CONTENTS
| PAGE | ||
| MEMOIR | [1] | |
| WHY IRELAND FOUGHT— | ||
| I. | Prelude | [58] |
| II. | The Bullying of Serbia | [75] |
| III. | The Crime against Belgium | [91] |
| UNDER THE HEEL OF THE HUN— | ||
| I. | A World Adrift | [105] |
| II. | “Europe against the Barbarians” Some Things at Stake. | [109] |
| III. | Termonde | [115] |
| IV. | Malines | [125] |
| V. | In Ostend | [134] |
| TREATING BELGIUM DECENTLY | [139] | |
| BELGIUM IN PEACE | [144] | |
| “G.H.Q.” | [160] | |
| “ZUR ERINNERUNG.” A Letter to an Austrian Fellow-Student | [165] | |
| SILHOUETTES FROM THE FRONT— | ||
| I. | The Way to the Trenches | [170] |
| II. | The Long Endurance | [175] |
| III. | Rhapsody on Rats | [180] |
| THE NEW FRANCE | [184] | |
| THE SOLDIER-PRIESTS OF FRANCE | [194] | |
| THE GOSPEL OF THE DEVIL— | ||
| I. | Bismarck | [212] |
| II. | Nietzsche | [220] |
| III. | Treitschke and the Professors | [230] |
| TRADE OR HONOUR? | [235] | |
THE WAYS OF WAR
MEMOIR
My husband in his last letter to his brother, written on the 8th of September, 1916, on the battlefield, expressed the wish that I should write a memoir of him as a preface to his war book. It is only at his express instance that I would have undertaken the writing of such a memoir, as there are many obvious reasons—notably two—why I am unfitted for that high duty. I have not the literary gifts of many of his distinguished friends, who in writing of him would have exercised their powers of sympathetic understanding and appreciation to the uttermost. But the personal relationship is an even greater handicap. If the reader will accept me as his comrade—since he has honoured me with the proud distinction—I shall do my best to interpret the “soul-side” with which he “faced the world.” For my shortcomings, I must crave indulgence. I only bring to this task the vision of love.
I shall give hereafter a biographical sketch, but first I wish to deal with his attitude to the war and a few points which he desired to be emphasised.
What urged him—the scholar, the metaphysician, the poet, above all the Irishman, irrevocably and immutably Irish, the man of peace, who had nothing of the soldier except courage—to take a commission in the British Army and engage in the cruel and bloody business of war? His motives for taking this step, he wished to be made clear beyond misrepresentation. It should be unnecessary to do this, as he proclaimed them on many platforms and in many papers.
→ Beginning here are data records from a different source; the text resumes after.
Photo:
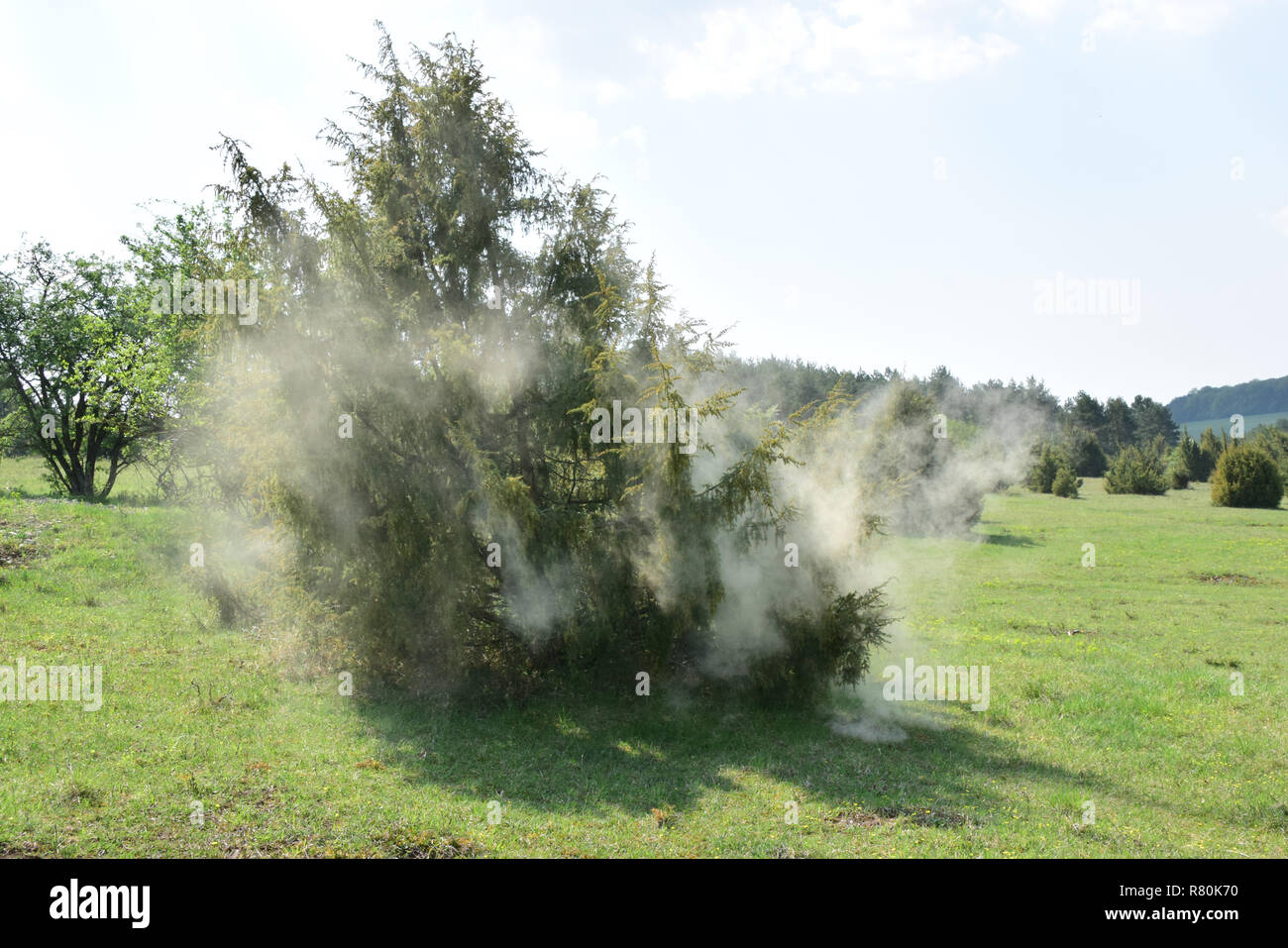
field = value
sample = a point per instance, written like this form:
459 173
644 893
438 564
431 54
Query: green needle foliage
416 414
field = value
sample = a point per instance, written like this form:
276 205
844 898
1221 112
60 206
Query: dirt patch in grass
884 815
1227 579
426 845
17 849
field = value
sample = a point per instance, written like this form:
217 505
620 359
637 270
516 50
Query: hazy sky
866 183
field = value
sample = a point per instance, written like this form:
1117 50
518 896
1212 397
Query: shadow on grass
1006 540
635 756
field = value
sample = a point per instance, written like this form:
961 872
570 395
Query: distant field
1249 421
1109 685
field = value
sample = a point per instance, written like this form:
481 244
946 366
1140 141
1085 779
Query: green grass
1133 712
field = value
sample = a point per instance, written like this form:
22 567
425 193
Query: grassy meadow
1109 685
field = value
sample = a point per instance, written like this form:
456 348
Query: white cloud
781 48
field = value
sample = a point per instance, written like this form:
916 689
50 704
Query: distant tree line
1256 397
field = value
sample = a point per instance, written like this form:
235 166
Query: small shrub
1136 472
1189 458
1065 484
1086 456
1247 476
1048 463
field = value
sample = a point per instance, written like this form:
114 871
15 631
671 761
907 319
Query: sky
1094 193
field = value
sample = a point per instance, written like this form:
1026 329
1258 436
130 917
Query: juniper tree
417 412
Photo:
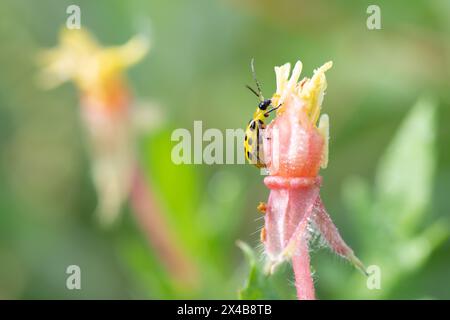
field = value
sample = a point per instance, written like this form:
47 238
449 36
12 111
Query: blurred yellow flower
97 71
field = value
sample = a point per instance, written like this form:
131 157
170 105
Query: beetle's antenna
258 85
273 109
252 90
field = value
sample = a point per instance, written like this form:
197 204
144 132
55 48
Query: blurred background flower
198 68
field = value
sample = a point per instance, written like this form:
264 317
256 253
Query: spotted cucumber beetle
253 134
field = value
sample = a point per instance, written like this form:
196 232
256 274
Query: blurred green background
386 186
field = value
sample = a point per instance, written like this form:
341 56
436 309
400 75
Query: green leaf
259 285
405 174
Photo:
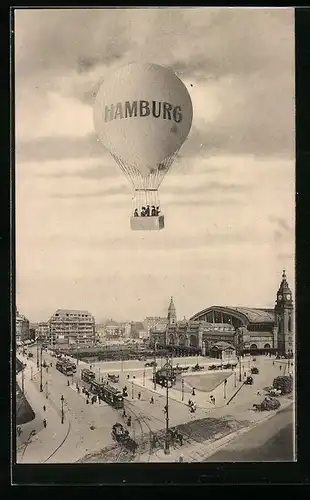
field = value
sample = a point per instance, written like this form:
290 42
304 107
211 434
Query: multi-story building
113 330
43 332
100 332
244 328
69 326
22 328
151 321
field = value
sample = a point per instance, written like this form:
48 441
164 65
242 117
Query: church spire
172 317
284 294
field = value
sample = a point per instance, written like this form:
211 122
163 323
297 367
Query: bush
284 384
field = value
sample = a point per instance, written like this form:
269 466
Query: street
89 425
270 441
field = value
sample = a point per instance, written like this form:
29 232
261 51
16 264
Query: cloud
237 63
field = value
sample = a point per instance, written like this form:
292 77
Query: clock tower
284 317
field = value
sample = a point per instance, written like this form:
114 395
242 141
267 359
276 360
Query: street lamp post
41 366
23 381
167 449
154 367
38 362
225 383
182 388
62 409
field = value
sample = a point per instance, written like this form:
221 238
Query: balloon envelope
143 114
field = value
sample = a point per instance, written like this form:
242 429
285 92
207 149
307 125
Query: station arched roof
247 315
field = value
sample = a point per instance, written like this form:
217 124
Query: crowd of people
147 211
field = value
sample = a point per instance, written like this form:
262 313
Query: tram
107 393
87 375
112 396
63 367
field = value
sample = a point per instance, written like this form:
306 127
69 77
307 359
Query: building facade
113 330
22 328
43 332
245 329
72 327
151 321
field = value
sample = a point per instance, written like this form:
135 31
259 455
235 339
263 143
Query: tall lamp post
239 359
38 362
41 366
169 370
154 367
62 409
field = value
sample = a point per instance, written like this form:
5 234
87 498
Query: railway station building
243 329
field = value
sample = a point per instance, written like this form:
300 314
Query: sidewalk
201 398
36 443
198 452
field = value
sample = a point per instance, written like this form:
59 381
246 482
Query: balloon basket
147 223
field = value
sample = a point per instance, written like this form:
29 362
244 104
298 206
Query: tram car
112 396
87 375
63 367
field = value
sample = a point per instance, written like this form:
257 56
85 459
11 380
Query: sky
228 199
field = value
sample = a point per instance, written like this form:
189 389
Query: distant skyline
229 199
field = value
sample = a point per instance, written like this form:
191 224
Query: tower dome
172 317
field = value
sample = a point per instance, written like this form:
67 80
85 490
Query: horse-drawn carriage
267 404
121 436
197 368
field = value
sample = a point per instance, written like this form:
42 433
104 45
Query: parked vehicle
197 368
120 435
254 370
267 404
87 375
150 364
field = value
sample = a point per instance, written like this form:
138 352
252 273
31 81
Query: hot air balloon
142 115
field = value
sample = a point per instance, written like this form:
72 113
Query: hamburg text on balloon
129 109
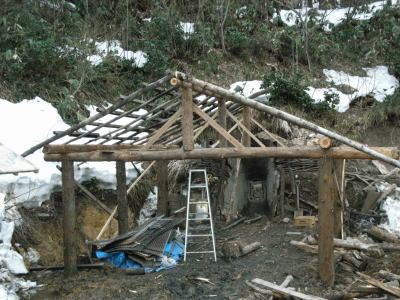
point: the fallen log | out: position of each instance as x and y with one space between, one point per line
284 291
250 248
81 266
382 235
379 284
233 224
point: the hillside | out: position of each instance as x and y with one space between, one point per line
82 52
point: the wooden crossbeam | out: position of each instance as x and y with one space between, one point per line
248 132
217 127
162 130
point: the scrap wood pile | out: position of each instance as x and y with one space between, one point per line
354 255
146 244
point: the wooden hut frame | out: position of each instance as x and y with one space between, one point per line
197 105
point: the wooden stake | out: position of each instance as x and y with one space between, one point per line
247 123
122 198
187 119
162 184
69 218
326 221
222 121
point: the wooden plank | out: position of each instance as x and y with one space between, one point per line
246 130
162 130
392 290
285 291
69 218
326 221
217 127
162 185
222 120
122 199
247 112
187 119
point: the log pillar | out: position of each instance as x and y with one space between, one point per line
326 189
162 186
187 119
122 198
69 218
222 121
247 112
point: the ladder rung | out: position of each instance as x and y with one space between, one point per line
198 235
193 186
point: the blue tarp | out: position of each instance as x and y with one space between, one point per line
120 260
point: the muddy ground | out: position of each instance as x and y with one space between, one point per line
273 262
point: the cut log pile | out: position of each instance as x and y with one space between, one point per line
352 257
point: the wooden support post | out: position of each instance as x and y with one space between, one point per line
222 121
69 218
122 198
326 188
162 185
339 165
187 119
247 123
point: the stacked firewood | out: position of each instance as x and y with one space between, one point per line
354 255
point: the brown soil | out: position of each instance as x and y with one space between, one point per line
272 262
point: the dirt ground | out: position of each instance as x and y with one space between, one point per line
273 262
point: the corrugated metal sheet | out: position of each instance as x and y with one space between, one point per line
12 163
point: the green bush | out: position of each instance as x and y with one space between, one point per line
290 91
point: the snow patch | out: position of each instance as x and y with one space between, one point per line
378 83
114 48
33 121
187 28
332 17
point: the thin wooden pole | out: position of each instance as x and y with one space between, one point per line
162 185
247 123
339 178
187 119
217 153
69 218
103 229
222 121
122 198
203 86
326 189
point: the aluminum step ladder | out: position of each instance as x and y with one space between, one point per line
193 216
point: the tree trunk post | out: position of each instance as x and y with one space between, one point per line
122 200
222 121
339 181
326 190
162 185
69 218
247 112
187 119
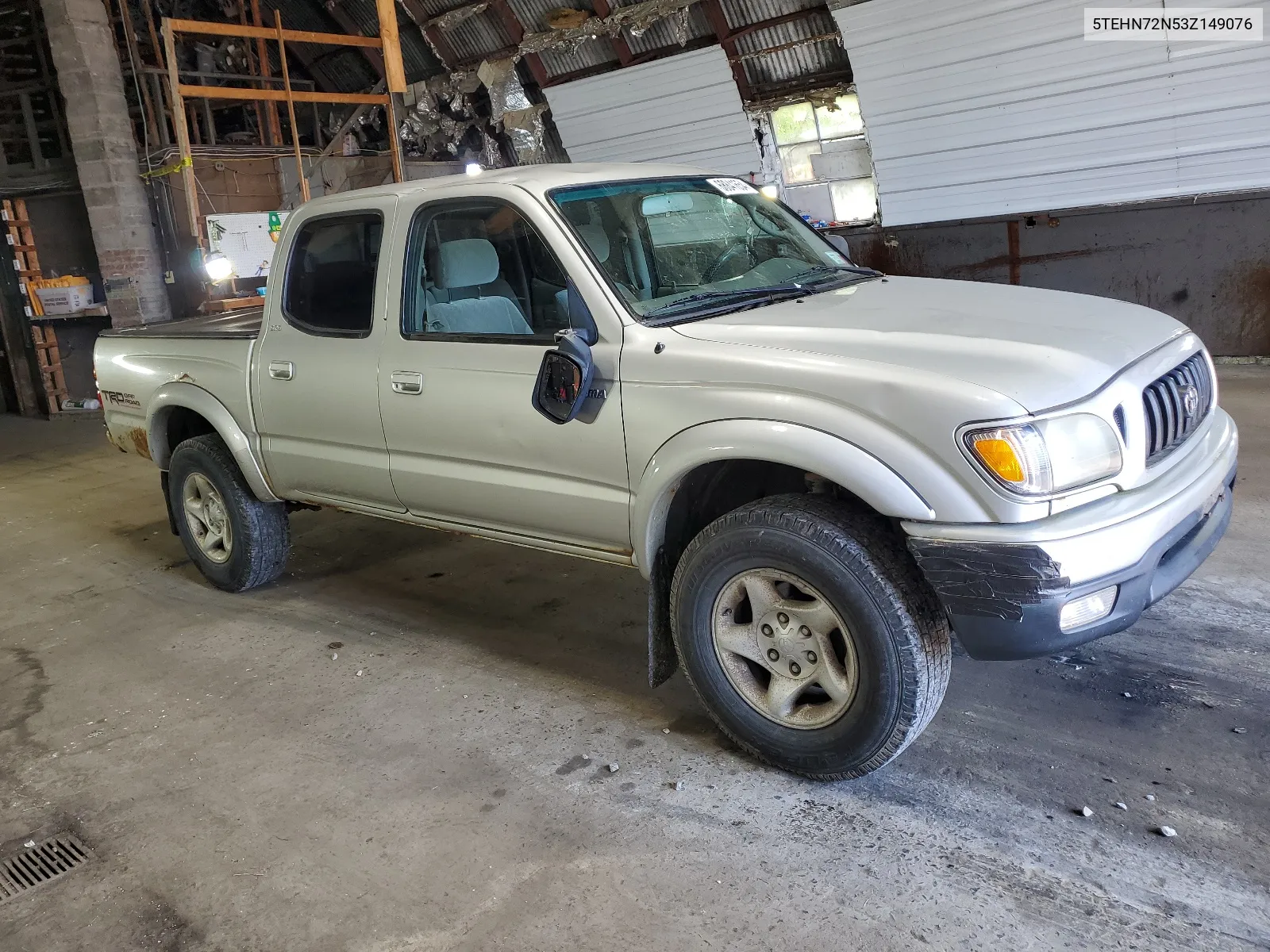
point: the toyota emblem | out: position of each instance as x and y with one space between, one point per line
1191 400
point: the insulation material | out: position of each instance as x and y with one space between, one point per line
526 130
679 109
635 18
511 108
503 86
991 109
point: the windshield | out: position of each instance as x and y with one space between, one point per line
677 249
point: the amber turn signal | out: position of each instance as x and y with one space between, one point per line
999 456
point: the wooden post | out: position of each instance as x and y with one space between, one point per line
178 121
291 107
394 139
394 71
130 37
262 55
253 67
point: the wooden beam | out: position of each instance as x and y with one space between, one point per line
394 70
291 108
338 139
718 22
182 130
279 95
291 36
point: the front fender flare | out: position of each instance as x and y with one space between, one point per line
772 441
177 393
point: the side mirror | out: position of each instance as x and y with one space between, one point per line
564 378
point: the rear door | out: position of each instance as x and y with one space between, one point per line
317 372
483 296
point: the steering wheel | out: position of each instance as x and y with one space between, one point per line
724 259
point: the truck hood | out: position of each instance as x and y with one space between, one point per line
1041 348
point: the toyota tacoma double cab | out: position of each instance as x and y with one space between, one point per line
822 471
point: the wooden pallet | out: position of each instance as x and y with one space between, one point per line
25 262
50 361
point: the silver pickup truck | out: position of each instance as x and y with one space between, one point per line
822 471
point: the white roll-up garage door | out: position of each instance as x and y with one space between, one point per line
981 109
681 109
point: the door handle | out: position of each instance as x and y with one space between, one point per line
406 382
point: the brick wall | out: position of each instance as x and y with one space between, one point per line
106 159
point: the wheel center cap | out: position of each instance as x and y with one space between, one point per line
787 644
215 514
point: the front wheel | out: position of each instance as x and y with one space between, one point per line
234 539
810 635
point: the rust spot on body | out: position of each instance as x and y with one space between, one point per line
140 442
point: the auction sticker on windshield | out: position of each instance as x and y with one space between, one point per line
732 187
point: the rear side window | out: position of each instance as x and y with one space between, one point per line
330 277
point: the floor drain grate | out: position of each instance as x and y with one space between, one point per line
40 863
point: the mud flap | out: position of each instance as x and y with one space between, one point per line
167 499
664 660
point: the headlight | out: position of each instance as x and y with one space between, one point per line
1048 456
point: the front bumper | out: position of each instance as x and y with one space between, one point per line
1003 587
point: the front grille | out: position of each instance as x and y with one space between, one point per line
1165 403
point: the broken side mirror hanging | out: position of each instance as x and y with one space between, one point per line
565 374
564 378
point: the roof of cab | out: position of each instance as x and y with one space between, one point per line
537 178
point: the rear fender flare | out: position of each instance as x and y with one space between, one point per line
772 441
175 395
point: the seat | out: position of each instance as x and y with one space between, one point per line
459 304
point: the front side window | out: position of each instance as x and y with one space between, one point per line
692 247
329 287
479 270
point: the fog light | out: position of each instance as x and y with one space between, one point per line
1087 608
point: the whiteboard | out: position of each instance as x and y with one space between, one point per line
245 239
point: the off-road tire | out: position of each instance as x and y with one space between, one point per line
859 564
260 532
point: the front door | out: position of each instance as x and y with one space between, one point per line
317 365
483 296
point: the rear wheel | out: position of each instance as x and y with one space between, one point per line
810 635
234 539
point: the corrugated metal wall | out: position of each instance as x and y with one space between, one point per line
681 109
978 109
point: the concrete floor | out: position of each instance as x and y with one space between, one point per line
429 787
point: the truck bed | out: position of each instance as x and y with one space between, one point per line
235 324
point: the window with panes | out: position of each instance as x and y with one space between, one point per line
822 145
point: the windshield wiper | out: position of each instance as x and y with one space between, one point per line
835 271
768 292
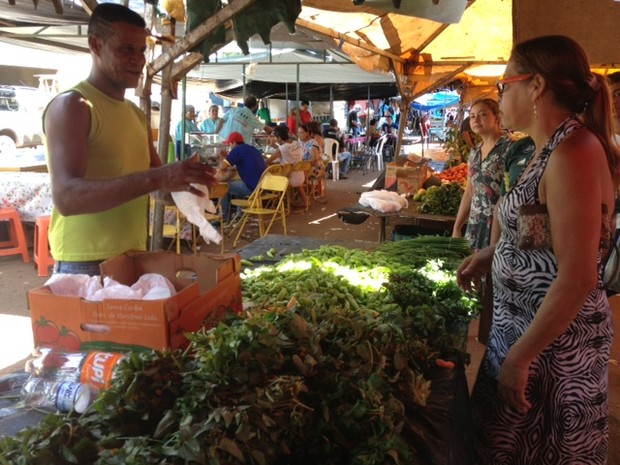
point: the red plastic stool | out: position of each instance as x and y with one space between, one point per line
42 257
17 243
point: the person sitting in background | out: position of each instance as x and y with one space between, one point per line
289 150
304 113
313 151
344 156
209 124
390 128
264 113
190 126
249 164
373 133
291 120
353 122
242 120
614 80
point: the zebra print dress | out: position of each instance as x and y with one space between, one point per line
567 423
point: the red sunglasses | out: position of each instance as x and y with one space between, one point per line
501 84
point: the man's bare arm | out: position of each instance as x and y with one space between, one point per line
67 124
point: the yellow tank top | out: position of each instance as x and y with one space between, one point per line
117 146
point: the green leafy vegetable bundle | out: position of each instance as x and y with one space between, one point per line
442 200
327 366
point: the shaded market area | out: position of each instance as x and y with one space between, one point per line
338 334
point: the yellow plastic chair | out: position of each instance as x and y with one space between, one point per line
270 170
330 149
306 167
270 185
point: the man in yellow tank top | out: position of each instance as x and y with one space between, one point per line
100 152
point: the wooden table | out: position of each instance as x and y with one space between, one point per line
412 215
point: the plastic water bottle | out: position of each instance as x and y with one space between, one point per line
95 368
63 396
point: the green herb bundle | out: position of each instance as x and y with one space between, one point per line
328 365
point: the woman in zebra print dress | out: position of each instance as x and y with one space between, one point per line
541 393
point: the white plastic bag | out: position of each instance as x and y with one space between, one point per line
383 201
193 206
150 286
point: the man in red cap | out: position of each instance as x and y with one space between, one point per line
249 164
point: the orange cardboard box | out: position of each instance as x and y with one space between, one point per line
207 286
407 179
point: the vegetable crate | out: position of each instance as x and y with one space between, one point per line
208 285
409 231
405 179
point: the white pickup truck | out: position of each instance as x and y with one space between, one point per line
21 109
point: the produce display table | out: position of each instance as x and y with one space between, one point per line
444 422
440 223
446 418
287 245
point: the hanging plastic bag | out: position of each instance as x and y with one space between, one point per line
193 207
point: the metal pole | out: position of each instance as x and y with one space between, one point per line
297 95
184 137
164 141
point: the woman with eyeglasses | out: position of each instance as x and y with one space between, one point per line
542 389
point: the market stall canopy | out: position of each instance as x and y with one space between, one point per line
425 54
423 45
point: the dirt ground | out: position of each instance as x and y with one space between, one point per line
319 222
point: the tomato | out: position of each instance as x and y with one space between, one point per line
45 332
68 340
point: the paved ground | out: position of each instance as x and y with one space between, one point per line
16 278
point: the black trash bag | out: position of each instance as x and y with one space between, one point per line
352 215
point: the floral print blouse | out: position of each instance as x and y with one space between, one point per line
486 177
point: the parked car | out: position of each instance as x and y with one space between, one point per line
21 110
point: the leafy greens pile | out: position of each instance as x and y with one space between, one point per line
328 365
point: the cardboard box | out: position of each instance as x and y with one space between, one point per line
207 286
405 179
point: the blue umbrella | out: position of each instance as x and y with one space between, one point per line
436 100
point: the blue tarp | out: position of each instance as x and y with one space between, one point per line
436 100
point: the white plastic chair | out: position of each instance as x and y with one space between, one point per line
331 149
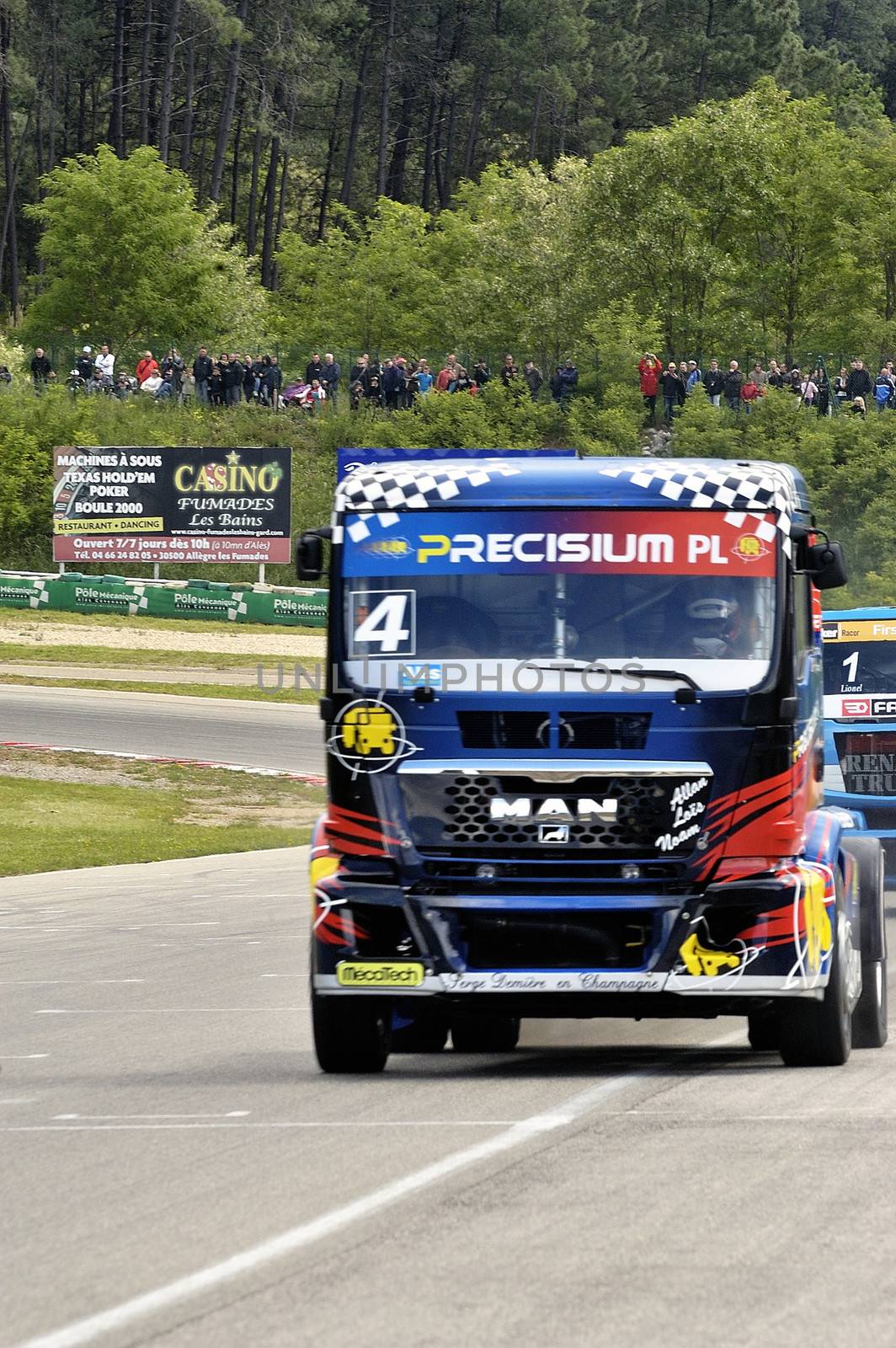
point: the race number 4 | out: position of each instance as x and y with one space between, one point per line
383 623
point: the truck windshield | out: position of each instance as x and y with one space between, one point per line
660 588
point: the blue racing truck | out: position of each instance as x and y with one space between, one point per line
574 731
860 718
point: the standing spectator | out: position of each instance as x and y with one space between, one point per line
202 374
173 366
146 368
332 375
733 382
749 393
233 381
569 379
424 379
249 386
682 393
671 386
509 371
105 364
40 370
884 388
808 391
444 377
411 384
648 361
85 364
840 386
532 375
461 383
648 370
714 383
860 382
392 386
360 370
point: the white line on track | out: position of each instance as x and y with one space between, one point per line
47 983
339 1219
274 1125
104 1118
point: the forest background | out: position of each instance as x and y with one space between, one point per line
583 179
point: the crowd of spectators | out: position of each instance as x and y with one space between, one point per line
395 383
852 390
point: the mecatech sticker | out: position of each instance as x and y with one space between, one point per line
379 975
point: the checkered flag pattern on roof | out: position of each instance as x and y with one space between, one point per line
381 489
747 494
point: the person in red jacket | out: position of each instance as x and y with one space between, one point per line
146 367
648 370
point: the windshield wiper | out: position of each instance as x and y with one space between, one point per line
563 662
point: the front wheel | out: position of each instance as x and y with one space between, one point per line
869 1015
350 1033
485 1033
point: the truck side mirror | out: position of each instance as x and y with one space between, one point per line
826 565
309 557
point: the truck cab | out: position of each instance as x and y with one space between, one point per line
576 757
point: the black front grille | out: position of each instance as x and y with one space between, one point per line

His attitude and action are the natural sequence and logic of his character and ideals. Since I first knew him, he loved to call himself a “capitaine routier” of freedom, and that is the alpha and omega of his whole personality. As Mr. Lynd has said, he was not a Nationalist through love of a flag, but through love of freedom. It was this love of freedom that made him in his student days in the Royal University lead the protest against the playing of “God Save the King” at the conferring of Degrees. The words of the Students’ manifesto went, “We desire to protest against the unjust, wasteful and inefficient Government of which that air is a symbol.” It was the same love of freedom that made him during the Boer War distribute in the streets of Dublin anti-recruiting leaflets. The Tom Kettle who did these things, who said in an election speech in 1910 that “for his part he preferred German Invasion to British Finance,” was the same Tom Kettle who believed it Ireland’s duty in 1914 to take the sword against Germany as the Ally of England.
“This war is without parallel,” he wrote in August, 1914; “Britain, France, Russia, enter it, purged from their past sins of domination. France is right now as she was wrong in 1870, England is right now as she was wrong in the Boer War, Russia is right now as she was wrong on Bloody Sunday.”
In August and September, he acted as war correspondent for the Daily News, and in this capacity was a witness of the agony of Belgium. He returned to Ireland burning with indignation against Prussia. He referred to Germany as “the outlaw of Europe.” “It is impossible not to be with Belgium in this struggle,” he wrote to the Daily News; “it is impossible any longer to be passive. Germany has thrown down a well-considered challenge to all the forces of our civilisation. War is hell, but it is only a hell of suffering, not of dishonour, and through it, over its flaming coals, Justice must walk, were it on bare feet.”